The three primary decisions you will have to make are which type of backing you want (e.g., clutch, plastic, magnetic, locking, etc.), what metal (e.g., copper, silver, gold, etc.), and whether you want it to be hard or soft enamel. The pin size and number of paint colors will also be important. Whenever possible, you will want to cut down on the number of individual colors, with the average being 3 to 6 colors per pin.
The Internet has made the actual order form incredibly easy to understand, and it can be quickly filled out. The most important thing to remember is your budget limitations, and make sure you have your finished design available for upload. Some sites have size or file requirements for the design, so you will want to make sure you know where it is and have the ability to convert it to a new file type if necessary.
You will be asked to choose your materials, enter in your contact and payment information, and supply a digital copy of your pin design before the order can be completed. There will also be a section for any notes that might be necessary if there is something specific you want to address. If you find an error in your order after you have already submitted it reach out to the manufacturer customer support agents right away, and they will be able to help you rectify it.
There are a few additional things to consider that will not necessarily be relevant to every pin order.
It is not always necessary to have a sample pin created and sent to you for inspection. You will be able to request images of the prototype pin before the full batch is made and that will be an excellent representation of the quality you will be getting. Only really expensive pins or massive orders might be better seen in person before paying for hundreds or thousands of copies to be made. Another option is to request a sample from the pin company of other work they have done to ensure quality. This typically will cost you nothing to request as most pin companies have samples they can immediately send out.
Some shipments may arrive later than intended. This is especially true if you are ordering from a manufacturer with an internationally located factory. It is best to plan for some extra wiggle room time-wise when you make your order.
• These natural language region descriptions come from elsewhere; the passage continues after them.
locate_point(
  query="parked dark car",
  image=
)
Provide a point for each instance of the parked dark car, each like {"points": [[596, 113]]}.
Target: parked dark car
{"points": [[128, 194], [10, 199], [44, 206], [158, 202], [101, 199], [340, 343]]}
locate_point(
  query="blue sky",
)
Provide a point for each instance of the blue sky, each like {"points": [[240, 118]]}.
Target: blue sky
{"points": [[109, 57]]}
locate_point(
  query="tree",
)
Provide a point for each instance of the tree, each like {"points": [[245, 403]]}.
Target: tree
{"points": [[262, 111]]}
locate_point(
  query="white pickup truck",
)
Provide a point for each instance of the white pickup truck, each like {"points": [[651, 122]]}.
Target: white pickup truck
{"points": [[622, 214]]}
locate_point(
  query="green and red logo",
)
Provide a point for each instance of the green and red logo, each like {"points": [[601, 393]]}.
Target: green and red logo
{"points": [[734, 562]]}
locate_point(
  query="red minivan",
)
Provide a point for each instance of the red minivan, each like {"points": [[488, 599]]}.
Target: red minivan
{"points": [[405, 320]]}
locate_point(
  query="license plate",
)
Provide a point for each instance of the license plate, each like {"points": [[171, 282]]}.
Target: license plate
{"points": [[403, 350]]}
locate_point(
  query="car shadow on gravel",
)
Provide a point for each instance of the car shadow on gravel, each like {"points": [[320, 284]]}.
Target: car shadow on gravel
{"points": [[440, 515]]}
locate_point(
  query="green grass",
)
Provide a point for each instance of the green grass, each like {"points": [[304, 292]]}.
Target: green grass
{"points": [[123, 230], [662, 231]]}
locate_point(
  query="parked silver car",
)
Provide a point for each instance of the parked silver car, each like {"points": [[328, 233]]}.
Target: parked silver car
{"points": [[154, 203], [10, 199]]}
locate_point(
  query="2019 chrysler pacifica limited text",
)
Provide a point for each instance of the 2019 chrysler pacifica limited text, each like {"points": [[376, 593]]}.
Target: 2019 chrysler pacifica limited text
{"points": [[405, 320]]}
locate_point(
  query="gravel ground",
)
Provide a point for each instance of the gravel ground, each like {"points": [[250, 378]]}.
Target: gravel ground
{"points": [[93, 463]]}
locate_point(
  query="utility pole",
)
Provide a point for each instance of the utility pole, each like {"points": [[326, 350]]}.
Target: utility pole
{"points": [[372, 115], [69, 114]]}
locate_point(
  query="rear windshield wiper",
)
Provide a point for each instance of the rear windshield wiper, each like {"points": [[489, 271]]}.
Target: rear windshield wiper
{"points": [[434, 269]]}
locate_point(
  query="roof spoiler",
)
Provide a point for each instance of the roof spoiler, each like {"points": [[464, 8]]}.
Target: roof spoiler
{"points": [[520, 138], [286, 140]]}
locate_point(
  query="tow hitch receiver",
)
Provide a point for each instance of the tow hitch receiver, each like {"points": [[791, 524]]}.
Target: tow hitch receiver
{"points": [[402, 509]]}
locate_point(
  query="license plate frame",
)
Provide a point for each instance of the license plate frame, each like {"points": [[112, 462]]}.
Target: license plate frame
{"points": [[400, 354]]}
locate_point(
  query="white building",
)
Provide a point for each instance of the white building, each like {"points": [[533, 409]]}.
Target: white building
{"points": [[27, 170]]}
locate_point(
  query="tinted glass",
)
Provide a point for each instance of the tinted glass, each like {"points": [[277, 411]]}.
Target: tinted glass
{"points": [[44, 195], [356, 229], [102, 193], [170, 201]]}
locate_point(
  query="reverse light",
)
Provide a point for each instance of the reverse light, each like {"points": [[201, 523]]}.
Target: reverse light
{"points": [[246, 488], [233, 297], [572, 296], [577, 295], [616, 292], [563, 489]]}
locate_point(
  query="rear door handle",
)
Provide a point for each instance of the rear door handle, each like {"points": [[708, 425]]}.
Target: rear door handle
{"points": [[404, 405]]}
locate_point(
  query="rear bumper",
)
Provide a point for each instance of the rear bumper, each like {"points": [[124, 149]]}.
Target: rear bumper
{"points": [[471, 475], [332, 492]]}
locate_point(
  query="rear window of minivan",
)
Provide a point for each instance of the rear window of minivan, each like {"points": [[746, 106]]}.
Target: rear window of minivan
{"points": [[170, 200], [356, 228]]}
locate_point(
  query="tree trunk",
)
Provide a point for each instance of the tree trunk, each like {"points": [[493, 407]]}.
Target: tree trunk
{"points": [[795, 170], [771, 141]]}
Typically, several hundred pins can take two weeks to a month to arrive. Larger or more complicated orders can take even longer. If you require the pins for a particular event, then make sure you order well in advance in case there are shipment problems or other unforeseen delays.
Whether you are ordering them as a gift, for a certain group, or as a product to sell, the decision of how many to order will be determined primarily by your budget.
Once you get your pins, you will want to keep them looking shiny and new.
When storing your pins, it is best to use containers designed for them. This includes boxes and bags with pages designed to hold pins in a way that keeps them safe and secure. You can find very affordable pin folios or pin bags on sites like amazon.
When mailing out your pins to buyers or recipients, it is important that you keep the pins from rubbing up against each other or anything else in the package since this can scratch or chip the enamel and damage the pin. Small plastic baggies, soft paper wrappings, and foam are all excellent insulators that can keep the pin stationary during transport.